Aida Franco de Lima – OPINIÃO
Há 11 anos, a Havaianas lançou uma propaganda com Romário fazendo uma mandinga contra a Argentina. No comercial, ele ficava com o pé direito dos chinelos e o esquerdo mandava para o rival, para dar azar. Nem Brasil nem Argentina ganharam a Copa, e sim a Alemanha. Também ninguém relacionou ideologia política com os chinelos e todo mundo se divertiu.
Na última semana, a marca Havaianas retirou de suas redes oficiais a propaganda com a atriz Fernanda Torres, na qual ela dizia que não desejava que as pessoas começassem o novo ano com o pé direito, mas com os dois pés — na porta, na jaca, na estrada. O alvoroço foi grande. Protestos, brigas em família, chinelos jogados no lixo, gente pulando igual ao Saci em frente às lojas… Contudo, também, muitas filas para comprar os chinelos. E muita gente enfureceu!
A imprensa estrangeira trata o episódio como mais um surto nacional. E sobrou até para a concorrente, a marca Ipanema. Quem se sentiu ofendido com o comercial buscou refúgio nas redes sociais dela, porém não encontrou o acolhimento esperado. Não houve um contra-ataque, não houve revanche. Apenas venda dos chinelos sem menções políticas.
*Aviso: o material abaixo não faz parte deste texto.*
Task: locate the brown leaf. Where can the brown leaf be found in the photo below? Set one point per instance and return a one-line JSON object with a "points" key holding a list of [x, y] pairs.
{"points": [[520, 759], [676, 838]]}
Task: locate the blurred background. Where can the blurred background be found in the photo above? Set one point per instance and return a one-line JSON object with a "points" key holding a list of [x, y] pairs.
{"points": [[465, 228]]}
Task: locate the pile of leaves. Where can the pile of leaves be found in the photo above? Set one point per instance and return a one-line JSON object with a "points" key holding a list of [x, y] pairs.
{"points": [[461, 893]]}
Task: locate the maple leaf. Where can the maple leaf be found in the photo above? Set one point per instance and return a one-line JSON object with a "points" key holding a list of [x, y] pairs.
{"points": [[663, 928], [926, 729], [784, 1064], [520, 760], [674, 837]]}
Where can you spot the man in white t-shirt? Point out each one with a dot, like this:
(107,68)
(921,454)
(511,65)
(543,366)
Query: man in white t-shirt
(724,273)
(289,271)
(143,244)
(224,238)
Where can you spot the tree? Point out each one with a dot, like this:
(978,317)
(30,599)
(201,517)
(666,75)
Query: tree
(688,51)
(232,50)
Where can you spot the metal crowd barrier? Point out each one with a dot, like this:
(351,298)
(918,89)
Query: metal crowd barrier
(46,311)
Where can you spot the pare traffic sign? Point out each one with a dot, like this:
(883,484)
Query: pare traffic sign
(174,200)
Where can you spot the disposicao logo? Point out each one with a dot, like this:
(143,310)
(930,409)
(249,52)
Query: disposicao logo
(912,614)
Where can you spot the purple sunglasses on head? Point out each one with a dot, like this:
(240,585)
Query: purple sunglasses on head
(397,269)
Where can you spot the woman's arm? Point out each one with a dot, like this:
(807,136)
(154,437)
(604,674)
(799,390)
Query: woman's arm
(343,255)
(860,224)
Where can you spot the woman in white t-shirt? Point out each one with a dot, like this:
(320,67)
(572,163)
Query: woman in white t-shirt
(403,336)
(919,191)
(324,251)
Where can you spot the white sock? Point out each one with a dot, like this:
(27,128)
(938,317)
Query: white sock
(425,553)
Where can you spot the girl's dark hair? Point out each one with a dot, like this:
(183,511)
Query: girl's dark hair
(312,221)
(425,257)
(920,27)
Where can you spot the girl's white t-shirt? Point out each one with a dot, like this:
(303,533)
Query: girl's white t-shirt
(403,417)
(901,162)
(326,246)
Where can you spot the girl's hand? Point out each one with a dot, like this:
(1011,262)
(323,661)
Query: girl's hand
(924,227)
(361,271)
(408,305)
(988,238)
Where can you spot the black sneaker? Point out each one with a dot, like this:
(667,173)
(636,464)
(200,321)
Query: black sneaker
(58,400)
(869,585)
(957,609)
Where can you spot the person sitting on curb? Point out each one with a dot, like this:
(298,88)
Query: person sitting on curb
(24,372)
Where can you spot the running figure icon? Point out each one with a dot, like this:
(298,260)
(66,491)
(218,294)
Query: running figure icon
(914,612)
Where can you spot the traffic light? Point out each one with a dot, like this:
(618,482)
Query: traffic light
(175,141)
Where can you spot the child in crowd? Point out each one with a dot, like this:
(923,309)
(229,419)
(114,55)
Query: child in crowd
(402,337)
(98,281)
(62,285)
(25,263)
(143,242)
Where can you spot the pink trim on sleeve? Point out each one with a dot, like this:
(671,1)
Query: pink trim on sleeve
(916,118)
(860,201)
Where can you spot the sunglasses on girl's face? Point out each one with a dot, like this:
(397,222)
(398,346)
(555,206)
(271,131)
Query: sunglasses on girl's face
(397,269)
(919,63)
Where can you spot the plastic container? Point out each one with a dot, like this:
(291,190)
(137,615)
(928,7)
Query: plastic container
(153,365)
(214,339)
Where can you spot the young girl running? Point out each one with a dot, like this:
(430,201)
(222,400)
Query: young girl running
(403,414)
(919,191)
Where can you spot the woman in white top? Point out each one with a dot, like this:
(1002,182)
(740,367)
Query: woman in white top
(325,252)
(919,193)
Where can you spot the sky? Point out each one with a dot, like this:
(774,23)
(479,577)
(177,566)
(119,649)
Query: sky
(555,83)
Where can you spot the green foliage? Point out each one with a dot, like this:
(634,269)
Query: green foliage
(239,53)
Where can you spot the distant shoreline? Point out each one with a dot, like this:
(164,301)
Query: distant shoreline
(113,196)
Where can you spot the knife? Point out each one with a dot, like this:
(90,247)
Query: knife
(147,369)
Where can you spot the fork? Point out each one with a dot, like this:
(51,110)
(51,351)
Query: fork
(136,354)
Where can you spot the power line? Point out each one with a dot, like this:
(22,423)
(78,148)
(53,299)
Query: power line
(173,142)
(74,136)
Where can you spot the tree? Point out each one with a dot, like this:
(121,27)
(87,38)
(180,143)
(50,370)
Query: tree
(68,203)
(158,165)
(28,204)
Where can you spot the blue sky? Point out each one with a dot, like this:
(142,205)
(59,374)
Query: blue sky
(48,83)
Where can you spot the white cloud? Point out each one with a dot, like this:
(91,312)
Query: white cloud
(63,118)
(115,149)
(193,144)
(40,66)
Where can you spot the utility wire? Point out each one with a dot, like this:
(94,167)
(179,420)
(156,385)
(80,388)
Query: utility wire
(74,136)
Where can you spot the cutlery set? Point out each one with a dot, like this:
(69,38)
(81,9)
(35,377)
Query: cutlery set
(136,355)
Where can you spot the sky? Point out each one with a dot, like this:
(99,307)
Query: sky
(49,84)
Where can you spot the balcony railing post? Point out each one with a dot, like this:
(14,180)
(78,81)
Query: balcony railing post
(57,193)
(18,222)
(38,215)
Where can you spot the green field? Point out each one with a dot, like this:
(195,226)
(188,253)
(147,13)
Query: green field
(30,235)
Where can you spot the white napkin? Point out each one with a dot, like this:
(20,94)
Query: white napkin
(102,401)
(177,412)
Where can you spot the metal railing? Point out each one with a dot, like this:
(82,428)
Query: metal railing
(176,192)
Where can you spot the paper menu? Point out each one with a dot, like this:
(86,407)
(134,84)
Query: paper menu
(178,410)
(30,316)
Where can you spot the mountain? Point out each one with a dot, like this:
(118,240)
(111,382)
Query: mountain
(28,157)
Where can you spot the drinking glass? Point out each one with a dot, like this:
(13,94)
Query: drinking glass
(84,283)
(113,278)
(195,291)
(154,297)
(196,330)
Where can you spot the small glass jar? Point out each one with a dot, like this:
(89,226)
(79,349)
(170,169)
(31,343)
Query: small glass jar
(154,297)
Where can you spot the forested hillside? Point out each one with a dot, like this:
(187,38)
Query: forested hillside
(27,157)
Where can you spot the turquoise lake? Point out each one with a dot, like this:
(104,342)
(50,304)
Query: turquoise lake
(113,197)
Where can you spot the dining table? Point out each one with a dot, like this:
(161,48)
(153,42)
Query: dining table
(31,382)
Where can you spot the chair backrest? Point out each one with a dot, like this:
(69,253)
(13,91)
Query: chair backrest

- A marca Havaianas é do Grupo Alpargatas, que tem como principal acionista o Itaú e pertence a famílias bilionárias brasileiras que controlam de indústrias de nióbio a café. Isso significa que, se for para boicotar o chinelo, é preciso ir mais além. Se for para cancelar os chinelos, é necessário verificar se não tem presença de esquerda no piercing, nas joias, nos aviões e tudo mais onde o nióbio está presente. Será que não é preciso jogar no lixo, também, a cápsula do café?
O Brasil está muito sensível a temas políticos e ideológicos. Não sei como não cancelaram o vermelho neste Natal. Coitado do Papai Noel, pois, se a coisa continuar assim, vai perder o emprego e corre o risco de ser trocado pelo Grinch, o oposto do “Bom Velhinho” — que, vestido de verde, rouba e assusta as crianças.
Mas voltando às Alpargatas, em qualquer escola de publicidade e propaganda a história da marca é estudada e debatida, pois é um caso de sucesso mundial. Demonstra como um produto, inspirado na sandália de dedo japonesa chamada Zori, revolucionou o mercado. A diferença é que, no lugar da palha, a borracha e, nos detalhes do solado, há desenhos em alto relevo de grãos de arroz que ajudam aderir os pés no produto.
Há dois contextos interessantes em toda a história da marca. O chinelo, que era símbolo dos trabalhadores da construção civil e da colheita de café, caiu no gosto das classes sociais com maior poder aquisitivo. De tão popular que a marca era entre as pessoas de baixa renda, nos anos 1980 passou a fazer parte dos itens de necessidade básica, quando o Ministério da Fazenda tabelou o valor para evitar o sobrepreço e garantir que a população conseguisse continuar comprando.
A crise chegou e obrigou a marca a reinventar-se. Novas cores e um marketing agressivo fez da Havaianas um produto que atingisse todas as camadas sociais. Virou o suvenir nacional, levado nas malas a todos os cantos do mundo — apesar de estar disponível em lojas físicas nos mais variados cantos do globo.
Não se sabe o impacto do boicote, pois, enquanto as ações na Bolsa caíram, nas redes a popularidade aumentou. Porém fica mais um capítulo de nossa história recente: ao mesmo tempo em que políticos voam de jatinhos e comem caviar, assistem de camarote à briga de, literalmente, pés de chinelo.